Setelah surah sebelumnya membahas mengenai permohonan manusia atas gangguan-gangguan yang disebabkan oleh sihir yang dikirimkan oleh para wanita-wanita penyihir. Pada surah al-nas ini berisi mengenai perlindungan terhadap bisikan-bisikan syeitan yang selalu mengajak manusia untuk melakukan kekejian. Bisikan-bisikan yang diberikan sangatlah halus dan bisikan ini tidak dapat di hindari oleh manusia, oleh karena tak berdayanya manusia terhadap bisikan ini maka Allah mengajarkan manusia agar meminta pertolongan kepada Allah dari bisikan-bisikan tersebut.

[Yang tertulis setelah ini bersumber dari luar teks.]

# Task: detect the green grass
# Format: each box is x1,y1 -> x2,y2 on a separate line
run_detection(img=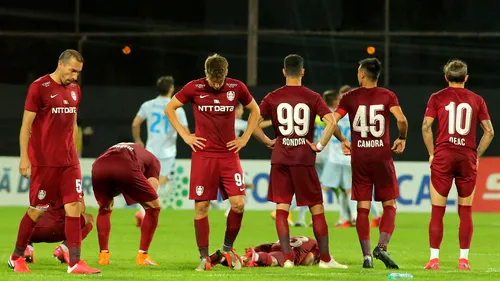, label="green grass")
0,207 -> 500,281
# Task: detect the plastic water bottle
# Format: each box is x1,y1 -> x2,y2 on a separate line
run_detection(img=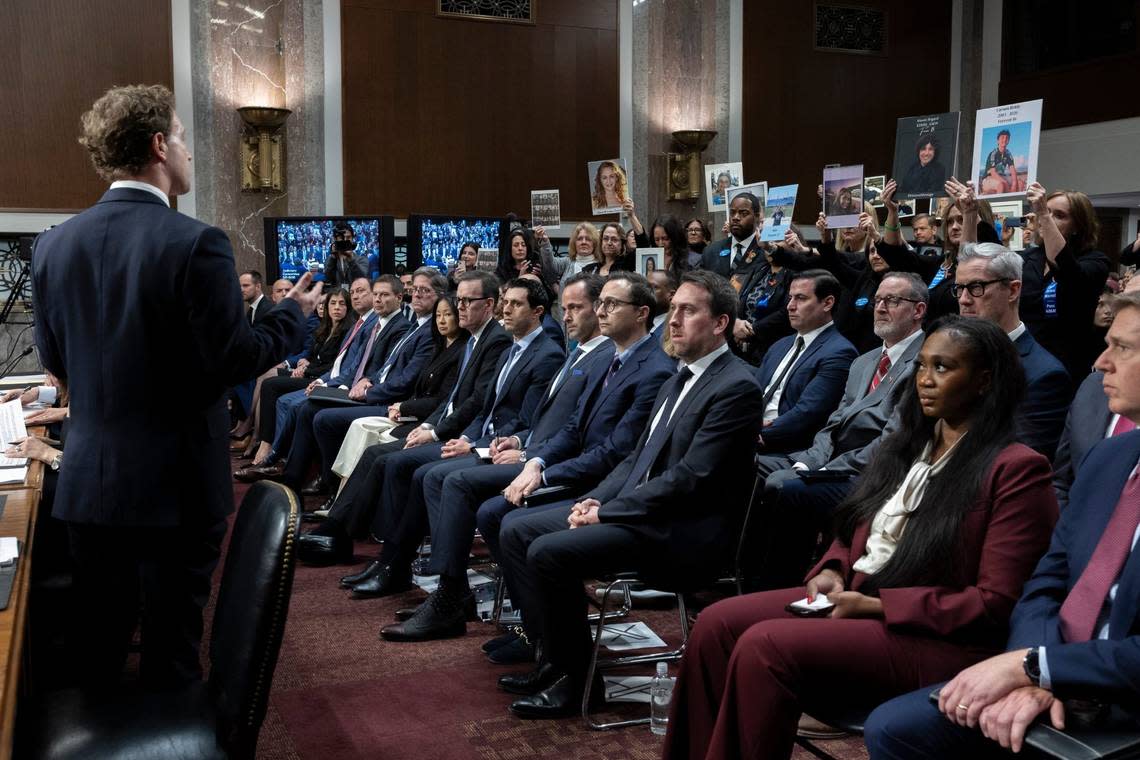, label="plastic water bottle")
649,662 -> 673,736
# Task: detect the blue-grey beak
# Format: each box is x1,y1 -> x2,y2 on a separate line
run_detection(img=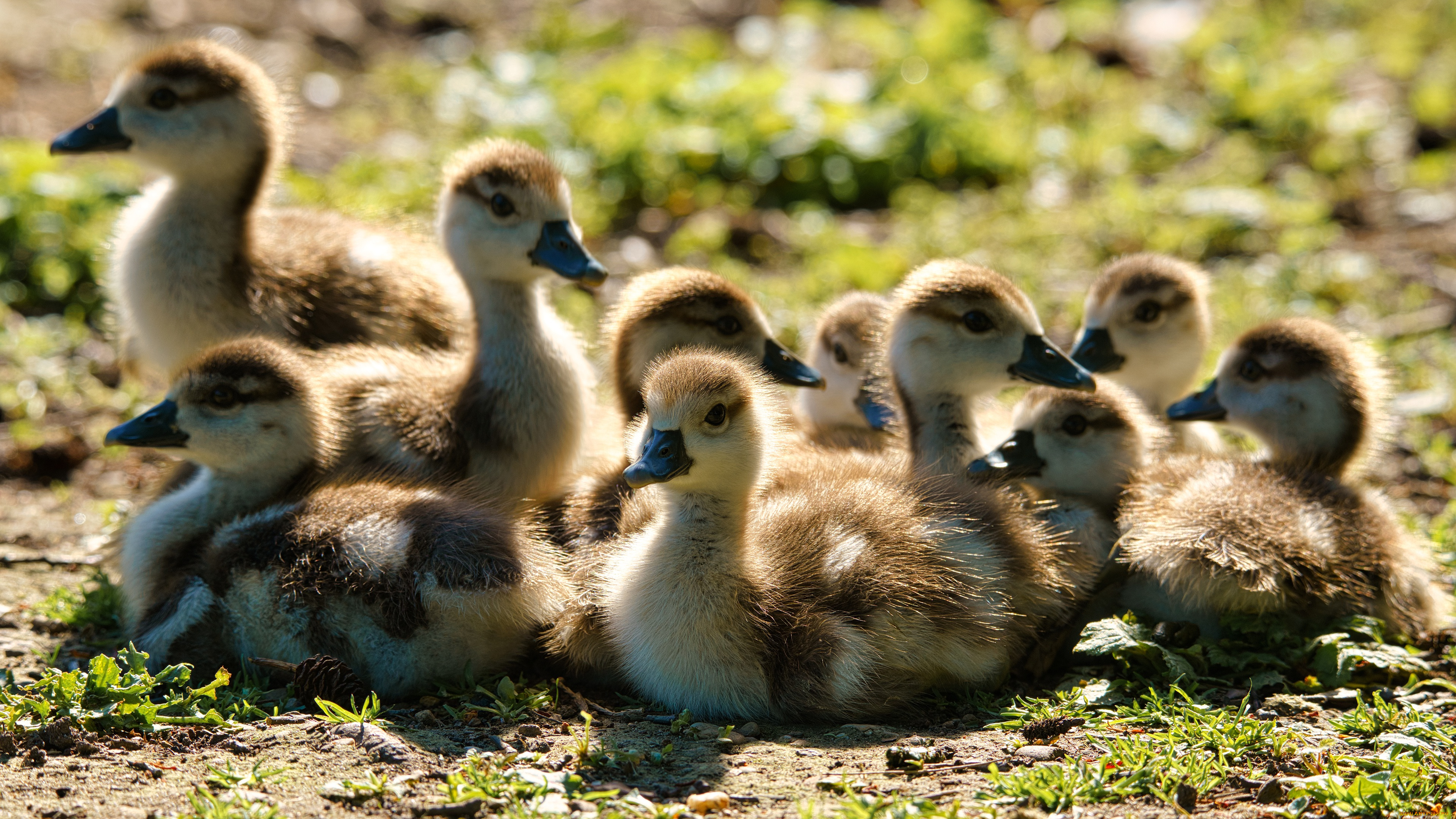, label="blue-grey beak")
527,219 -> 607,284
51,108 -> 131,154
1168,379 -> 1229,421
965,430 -> 1047,481
855,385 -> 896,430
622,430 -> 693,490
106,398 -> 188,449
763,338 -> 824,389
1072,326 -> 1127,373
1007,334 -> 1097,392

Bisikan-bisikan yang sering diberikan oleh syaitan adalah adanya rasa was-was dan memunculkan rasa keraguan terhadap kekuasaan dan kehendak Allah yang Mutlak. Bisikan yang dilakukan sangatlah halus dan tanpa disadari oleh manusia. Kemudian, bila terdapat manusia yang telah terkena bisikan ini dia akan menjadi orang yang dikendalikan oleh syaitan, yang pada akhirnya keluar dari bibirnya apa-apa yang dibisikan oleh syaitan kepadanya terhadap keraguan terhadap kekuasaan Allah. Dan hal ini juga dapat mempengaruhi orang lain agar mempunyai pendapat yang sama dengan orang yang dikendalikan syaitan tersebut. Oleh sebab itu, Allah mengajarkan manusia agar meminta perlindungan kepada Allah terhadap bisikan yang dihembuskan oleh syaitan serta dari bisikan manusia lainnya.
Referensi :
- Sayyid Qutb, Tafsir Fi Zilal al-Qur’an, Jakarta: Gema Insani, Jilid 1, Mei 2004, cet. IV
- M. Quraish Shihab, Tafsir Al-Mishbah (Pesan, Kesan dan Keserasian Al-Qur‟an), Ciputat: Lentera Hati, Januari 2007, Vol. 1, Cet. IX.
- HAMKA, Tafsir al-Azhar Juz I, Jakarta: Pustaka Panjimas, 2005.